I’ve finally found time to review the NBER Working Paper which claims that Brexit has reduced UK GDP by as much as 8% since the vote to leave in 2016. As Martin Wolf writes in today’s Financial Times, “if this is even roughly correct, Brexit has been nothing short of an economic disaster”. But I think it is almost entirely wrong, and here’s why.

Just to be clear, the NBER paper is a serious piece of work by serious economists. It would also be odd to insist that Brexit has had no negative effects at all. But it is entirely reasonable to debate both the magnitude and the duration of these effects, especially when the estimates presented here are so extreme.
At first sniff, then, the 8% figure fails a simple ‘smell test’. For context, the UK economy has grown by about 12% since 2016, outpacing Japan, Germany, Italy and France. If you add another 8% the UK would have been the fastest growing economy in the G7 – bar only the US – and left its EU peers far behind. This would not be impossible, but it is surely unlikely.

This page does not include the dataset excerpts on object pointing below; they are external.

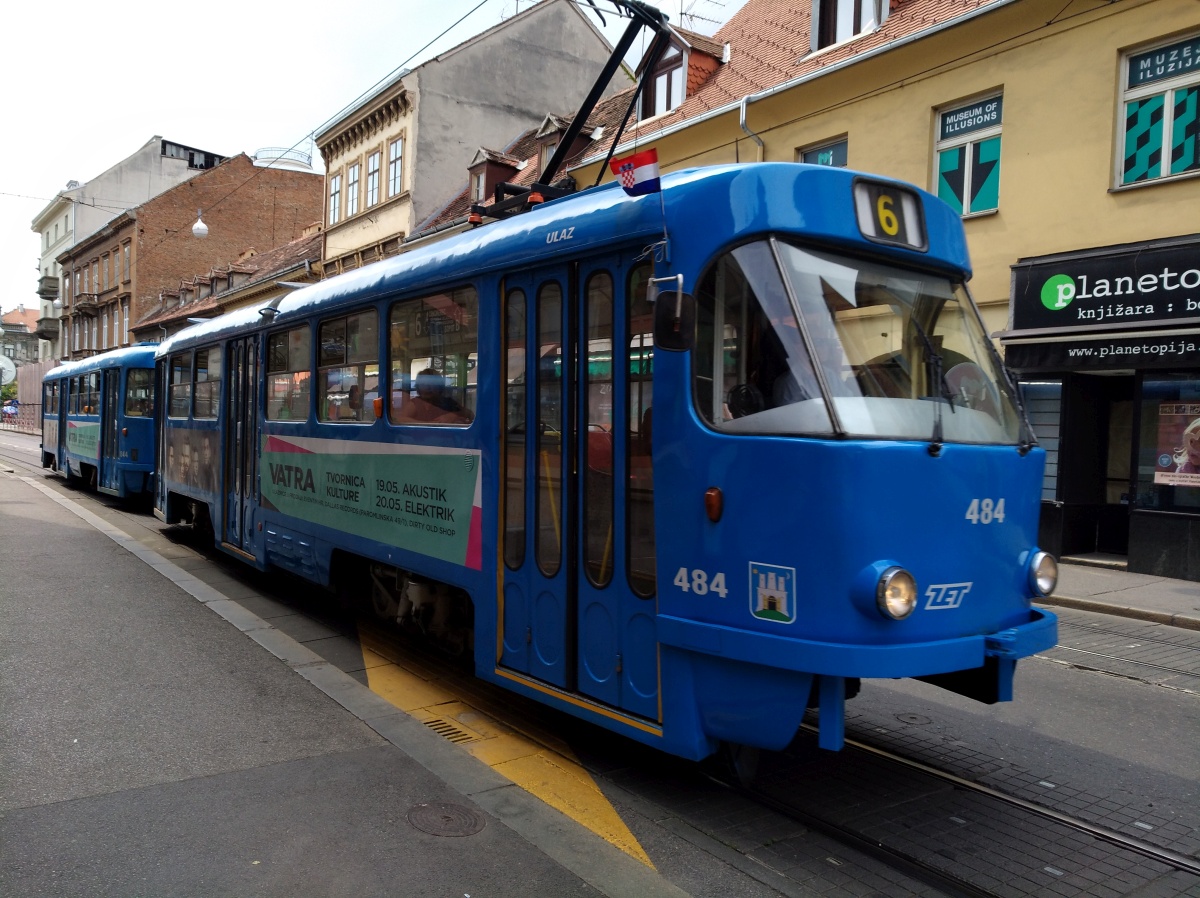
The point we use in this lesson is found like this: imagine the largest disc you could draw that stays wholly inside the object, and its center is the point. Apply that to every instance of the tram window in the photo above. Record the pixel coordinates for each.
(180, 385)
(640, 549)
(514, 429)
(139, 393)
(90, 397)
(207, 393)
(288, 373)
(348, 367)
(598, 471)
(432, 354)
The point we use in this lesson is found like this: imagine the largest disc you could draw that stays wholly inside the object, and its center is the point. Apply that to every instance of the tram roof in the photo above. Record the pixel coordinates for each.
(707, 207)
(136, 355)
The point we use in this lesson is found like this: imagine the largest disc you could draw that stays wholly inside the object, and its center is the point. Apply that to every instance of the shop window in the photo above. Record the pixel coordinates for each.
(1043, 405)
(826, 154)
(1169, 443)
(967, 155)
(288, 373)
(1161, 124)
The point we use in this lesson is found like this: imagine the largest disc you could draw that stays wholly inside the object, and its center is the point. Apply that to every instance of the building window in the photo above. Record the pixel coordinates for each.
(352, 190)
(665, 87)
(335, 198)
(372, 179)
(396, 167)
(1162, 126)
(967, 155)
(826, 154)
(837, 21)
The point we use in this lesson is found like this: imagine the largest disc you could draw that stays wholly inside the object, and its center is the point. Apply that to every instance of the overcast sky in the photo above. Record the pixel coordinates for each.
(94, 83)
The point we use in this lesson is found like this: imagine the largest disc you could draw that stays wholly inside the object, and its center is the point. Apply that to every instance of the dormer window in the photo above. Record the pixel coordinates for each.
(546, 153)
(838, 21)
(665, 87)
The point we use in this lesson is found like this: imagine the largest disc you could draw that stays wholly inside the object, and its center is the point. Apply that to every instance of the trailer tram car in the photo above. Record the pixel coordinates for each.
(839, 482)
(99, 421)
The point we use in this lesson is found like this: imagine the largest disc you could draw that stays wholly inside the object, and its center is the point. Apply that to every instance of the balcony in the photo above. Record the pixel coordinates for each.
(47, 328)
(48, 287)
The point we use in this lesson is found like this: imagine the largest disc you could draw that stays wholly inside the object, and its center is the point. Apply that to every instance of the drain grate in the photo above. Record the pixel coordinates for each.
(448, 730)
(445, 819)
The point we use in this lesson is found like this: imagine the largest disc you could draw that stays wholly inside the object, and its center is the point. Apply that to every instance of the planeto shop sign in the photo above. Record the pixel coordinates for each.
(1128, 287)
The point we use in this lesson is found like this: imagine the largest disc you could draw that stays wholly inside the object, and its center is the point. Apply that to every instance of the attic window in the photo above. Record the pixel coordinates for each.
(838, 21)
(666, 84)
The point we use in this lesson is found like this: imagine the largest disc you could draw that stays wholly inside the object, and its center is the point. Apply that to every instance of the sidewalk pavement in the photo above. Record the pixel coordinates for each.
(147, 748)
(1145, 597)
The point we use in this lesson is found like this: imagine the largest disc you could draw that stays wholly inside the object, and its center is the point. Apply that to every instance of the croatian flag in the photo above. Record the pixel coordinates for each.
(639, 174)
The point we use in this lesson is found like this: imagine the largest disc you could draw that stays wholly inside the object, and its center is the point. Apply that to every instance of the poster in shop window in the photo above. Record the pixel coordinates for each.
(1179, 444)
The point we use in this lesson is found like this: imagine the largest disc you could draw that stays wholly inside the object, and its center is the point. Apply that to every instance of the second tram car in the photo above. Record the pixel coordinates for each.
(99, 420)
(685, 465)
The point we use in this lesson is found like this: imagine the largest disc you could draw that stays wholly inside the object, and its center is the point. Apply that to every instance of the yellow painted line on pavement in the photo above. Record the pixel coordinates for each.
(543, 767)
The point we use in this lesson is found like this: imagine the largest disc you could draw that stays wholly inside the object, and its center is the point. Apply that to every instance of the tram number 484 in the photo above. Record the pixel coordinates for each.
(985, 512)
(700, 582)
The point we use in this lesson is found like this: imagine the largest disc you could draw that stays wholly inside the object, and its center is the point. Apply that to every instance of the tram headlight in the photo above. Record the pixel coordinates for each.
(1043, 574)
(895, 594)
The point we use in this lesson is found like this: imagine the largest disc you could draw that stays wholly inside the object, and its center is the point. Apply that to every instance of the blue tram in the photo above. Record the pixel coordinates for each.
(99, 421)
(684, 465)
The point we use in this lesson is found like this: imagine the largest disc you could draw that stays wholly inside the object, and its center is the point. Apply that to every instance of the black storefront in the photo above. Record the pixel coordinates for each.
(1105, 345)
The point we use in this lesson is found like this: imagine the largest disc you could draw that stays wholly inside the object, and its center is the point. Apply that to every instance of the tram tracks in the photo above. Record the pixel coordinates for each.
(958, 836)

So, how did the authors of the NBER paper arrive at an 8% hit?
They’ve compared the UK’s per capita GDP growth since 2016 to a wide range of other countries and assumed any underperformance must have been due to Brexit. This chart looks like a disaster, right?

But the choice of comparators still matters. The NBER paper essentially uses two approaches. One is to compare the performance of the UK to some average of a very large group of other economies with whom it may have little in common.
The other approach is to leave the judgement entirely to a computer programme. Synthetic control models use an algorithm to find the weighted group of countries (or ‘doppelgänger’) whose performance was closest to that of the UK before Brexit.
This control group can be a very odd bunch. Indeed, here are the weights in the NBER doppelgänger (note the paper wisely uses a measure of modified domestic demand for Ireland, rather than GDP, though these data are still not strictly comparable).

Now, I know that’s “just what the computer says”. But this group is a strange mix of the US economy (which dominates any GDP-weighted measure) and a host of much smaller countries with special factors of their own. None of these are obvious benchmarks for the UK. Where, in particular, are Germany and France?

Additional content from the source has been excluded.